The communication interface 13 may comprise a wired interface and/or a wireless interface (e.g. WI-FI interface, bluetooth interface, etc.), typically used to establish a communication connection between the electronic device 1 and other electronic devices and to enable connection communication between internal components of the electronic device.
The bus may be a peripheral component interconnect standard (peripheral component interconnect, PCI) bus or an extended industry standard architecture (extended industry standard architecture, EISA) bus, among others. The bus may be classified as an address bus, a data bus, a control bus, etc. The bus is arranged to enable a connection communication between the memory 11 and at least one processor 10 etc.
Fig. 2 shows only an electronic device with components, it being understood by a person skilled in the art that the structure shown in fig. 2 does not constitute a limitation of the electronic device 1, and may comprise fewer or more components than shown, or may combine certain components, or may be arranged in different components.
For example, although not shown, the electronic device 1 may further include a power source (such as a battery) for supplying power to each component, and preferably, the power source may be logically connected to the at least one processor 10 through a power management device, so that functions of charge management, discharge management, power consumption management, and the like are implemented through the power management device. The power supply may also include one or more of any of a direct current or alternating current power supply, recharging device, power failure detection circuit, power converter or inverter, power status indicator, etc. The electronic device 1 may further include various sensors, bluetooth modules, wi-Fi modules, etc., which will not be described herein.
The electronic device 1 may optionally further comprise a user interface, which may be a Display, an input unit, such as a Keyboard (Keyboard), or a standard wired interface, a wireless interface. Alternatively, in some embodiments, the display may be an LED display, a liquid crystal display, a touch-sensitive liquid crystal display, an OLED (Organic Light-Emitting Diode) touch, or the like. The display may also be referred to as a display screen or display unit, as appropriate, for displaying information processed in the electronic device 1 and for displaying a visual user interface.

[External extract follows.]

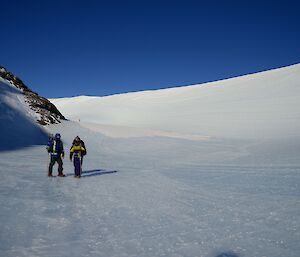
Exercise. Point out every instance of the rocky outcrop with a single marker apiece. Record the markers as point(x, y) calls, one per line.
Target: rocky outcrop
point(45, 111)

It should be understood that the embodiments described are for illustrative purposes only and are not limited to this configuration in the scope of the patent application.
The program 12 stored in the memory 11 of the electronic device 1 is a combination of instructions that, when executed in the processor 10, may implement:
constructing the electronic archive as a word graph model, and calculating TFIDF characteristics and candidate word position characteristics of each candidate word in the electronic archive according to the word graph model;
calculating a probability transition matrix among candidate words in the electronic file according to the TFIDF characteristics of the electronic file and the position characteristics of the candidate words;
performing iterative computation on the probability transition matrix to obtain an initial score of the candidate word;
extracting a K nuclear map from the constructed word map model;
calculating to obtain the hierarchical characteristics and average information entropy characteristics of the candidate words in the electronic contract based on the extracted K nuclear map;
on the basis of the initial score of the candidate word, determining an electronic archive keyword by fusing the hierarchical characteristics and the average information entropy characteristics;
and classifying files according to the electronic file keywords and supporting quick file retrieval based on the keywords.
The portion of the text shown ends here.